Build a blog index in SGEN
How to set up your blog listing page, pagination, and category filters in SGEN
Your blog index is the page where all your posts live together. It is the first page a new visitor lands on when they follow a link to your blog, and the page a returning reader goes back to when they want to catch up on what they missed. Getting it configured correctly — posts in the right order, filtered by the right categories, paginated so no one is waiting for five hundred posts to load — is a one-time setup with long-running returns.
SGEN gives you a blog index out of the box. When you publish your first post, it appears automatically on the blog listing page at your site's blog URL. This guide covers the configuration decisions beyond that default: how to structure the index so it is useful to your readers, how to set up category filtering so content is findable, and how to control pagination so the index loads fast and navigates cleanly.
The SGEN team blog is the example throughout this guide. They publish two to four posts per week across five categories: Product Updates, How-To Guides, Events, New Features, and From the Team. Their blog index shows the most recent twelve posts and paginates after that. Category filtering lets admins find only the product content and developers find only the how-to guides.
What is this for?
This guide is for anyone who has blog posts publishing in SGEN and wants the blog index to be genuinely useful — not a default list of posts. It covers the settings that govern how the index works, not how to write posts.
If you have not published your first post yet, start with Publish your first blog post first, then come back here when you have a few posts live and want to tighten the index.
This guide covers: setting the blog index page, configuring posts per page, enabling category filtering, setting the featured image display, and verifying the result.
Good use cases
Blog index configuration matters in each of these situations.

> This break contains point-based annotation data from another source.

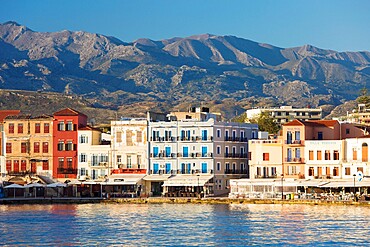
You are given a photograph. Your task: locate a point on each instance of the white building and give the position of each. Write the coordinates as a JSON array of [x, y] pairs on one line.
[[93, 158], [285, 114], [189, 156]]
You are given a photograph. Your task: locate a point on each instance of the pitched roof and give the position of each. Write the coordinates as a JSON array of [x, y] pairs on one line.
[[5, 113], [68, 112], [312, 123]]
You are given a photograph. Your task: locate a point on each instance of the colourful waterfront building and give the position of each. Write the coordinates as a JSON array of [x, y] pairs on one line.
[[65, 142], [29, 143], [193, 152]]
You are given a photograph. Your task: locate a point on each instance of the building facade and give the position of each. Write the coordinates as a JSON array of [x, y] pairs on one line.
[[94, 162], [65, 142], [192, 155], [29, 142]]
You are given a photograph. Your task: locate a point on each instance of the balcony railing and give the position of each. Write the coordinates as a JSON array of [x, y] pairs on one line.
[[67, 171], [235, 171]]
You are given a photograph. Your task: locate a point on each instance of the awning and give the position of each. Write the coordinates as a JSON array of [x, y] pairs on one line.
[[156, 177], [124, 179], [348, 183], [187, 180]]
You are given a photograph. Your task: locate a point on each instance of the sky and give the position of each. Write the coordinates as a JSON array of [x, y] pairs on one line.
[[328, 24]]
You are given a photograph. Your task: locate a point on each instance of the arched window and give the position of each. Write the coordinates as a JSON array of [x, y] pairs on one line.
[[364, 152]]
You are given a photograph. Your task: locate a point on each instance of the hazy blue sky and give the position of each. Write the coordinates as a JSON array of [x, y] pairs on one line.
[[330, 24]]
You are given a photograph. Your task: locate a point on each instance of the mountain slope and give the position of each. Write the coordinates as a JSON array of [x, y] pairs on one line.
[[225, 72]]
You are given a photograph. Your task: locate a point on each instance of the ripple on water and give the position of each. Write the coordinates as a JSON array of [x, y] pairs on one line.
[[182, 225]]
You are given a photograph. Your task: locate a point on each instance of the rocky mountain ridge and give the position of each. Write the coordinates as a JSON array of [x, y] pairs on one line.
[[226, 73]]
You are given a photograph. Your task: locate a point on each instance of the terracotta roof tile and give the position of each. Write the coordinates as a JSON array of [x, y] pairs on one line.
[[68, 112], [5, 113]]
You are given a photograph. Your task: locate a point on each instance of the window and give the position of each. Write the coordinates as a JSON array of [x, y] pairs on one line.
[[24, 147], [46, 128], [129, 138], [310, 155], [319, 155], [69, 146], [69, 162], [37, 128], [61, 126], [354, 154], [266, 156], [36, 147], [138, 161], [320, 135], [20, 128], [119, 136], [60, 146], [69, 126], [129, 163], [11, 128], [139, 136], [8, 148], [347, 171], [45, 147], [336, 155], [83, 157], [23, 165], [61, 162], [8, 165], [45, 165], [83, 139], [204, 167]]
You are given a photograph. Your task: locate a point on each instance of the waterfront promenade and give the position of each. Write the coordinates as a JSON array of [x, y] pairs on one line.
[[177, 200]]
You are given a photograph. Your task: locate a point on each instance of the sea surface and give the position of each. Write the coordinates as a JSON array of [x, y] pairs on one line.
[[183, 225]]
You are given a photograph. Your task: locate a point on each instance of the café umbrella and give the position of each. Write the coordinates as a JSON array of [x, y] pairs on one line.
[[14, 186], [35, 185]]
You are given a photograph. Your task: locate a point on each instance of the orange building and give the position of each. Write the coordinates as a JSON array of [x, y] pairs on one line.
[[28, 145], [296, 132], [65, 140]]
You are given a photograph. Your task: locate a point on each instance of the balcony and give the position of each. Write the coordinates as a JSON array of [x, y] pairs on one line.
[[294, 160], [235, 171], [67, 171]]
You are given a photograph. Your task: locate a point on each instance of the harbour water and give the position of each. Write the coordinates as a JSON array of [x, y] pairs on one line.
[[183, 225]]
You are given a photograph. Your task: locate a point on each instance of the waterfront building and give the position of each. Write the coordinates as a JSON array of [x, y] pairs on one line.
[[323, 159], [129, 152], [266, 158], [65, 140], [356, 158], [297, 132], [3, 115], [29, 142], [285, 114], [191, 155], [94, 162]]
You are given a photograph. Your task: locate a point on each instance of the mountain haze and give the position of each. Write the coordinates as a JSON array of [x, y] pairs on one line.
[[226, 73]]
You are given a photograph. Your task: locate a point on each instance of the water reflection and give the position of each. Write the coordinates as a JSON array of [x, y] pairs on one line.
[[182, 224]]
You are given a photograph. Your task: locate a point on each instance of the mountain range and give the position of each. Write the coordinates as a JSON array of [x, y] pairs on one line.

- A site with multiple content types that need separate audiences.
The SGEN team blog has admins, developers, and partners reading the same blog. Category filtering lets each group navigate to relevant content without scrolling through irrelevant posts. Without filtering, the blog is one long list where product update posts sit next to developer how-to guides. With filtering, each reader type can get to what they want in one click.
- A site with a high post volume.
If you publish more than once a week, the blog index will have dozens of posts within months. Pagination keeps the index from becoming a scroll marathon. Twelve posts per page is a common setting — enough to give visitors context, not so many that the page lags.
- A site where the blog is a primary acquisition channel.
If search traffic to blog posts is meaningful to the business, the blog index should be structured to keep visitors on the site after they read one post. Category navigation helps. A "recent posts" sidebar or related posts at the bottom of each post helps too — but those settings are per-post, not covered here.
- A site launching a new blog section.
If you are adding a blog for the first time to an established SGEN site, you will need to designate a page as the blog index, configure it, and confirm the URL is correct. This guide covers that setup path.
- A site where the blog index page needs an introductory header.
Some teams want the blog index to open with a short heading and a sentence about the blog before the post listing begins. This can be configured in the blog index page settings.
- A site using blog categories as distinct content channels.
If different categories in the blog serve genuinely different audiences — platform admins vs. developers, for example — category pages can be linked in navigation as their own destinations. Setting up the categories correctly is the foundation for this.
What NOT to use this for
- Do not use the blog index as a landing page for campaigns.
The blog index is an archive of posts, not a conversion page. If you are running a campaign and want visitors to take a specific action, build a dedicated landing page for the campaign. Sending campaign traffic to the blog index dilutes the message.
- Do not configure the blog index to show all posts without pagination on a high-volume blog.
A blog with fifty posts loading on one page is slow. A blog with two hundred posts loading on one page is unusable. Set a per-page limit and let pagination handle the rest.
- Do not rely on the default "Uncategorized" bucket for content discovery.
If visitors need to filter by category, every post needs a category. An "Uncategorized" bucket on the index tells the visitor nothing about what is in those posts. Assign every post to at least one category before publishing.
- Do not use blog categories as a substitute for dedicated landing pages.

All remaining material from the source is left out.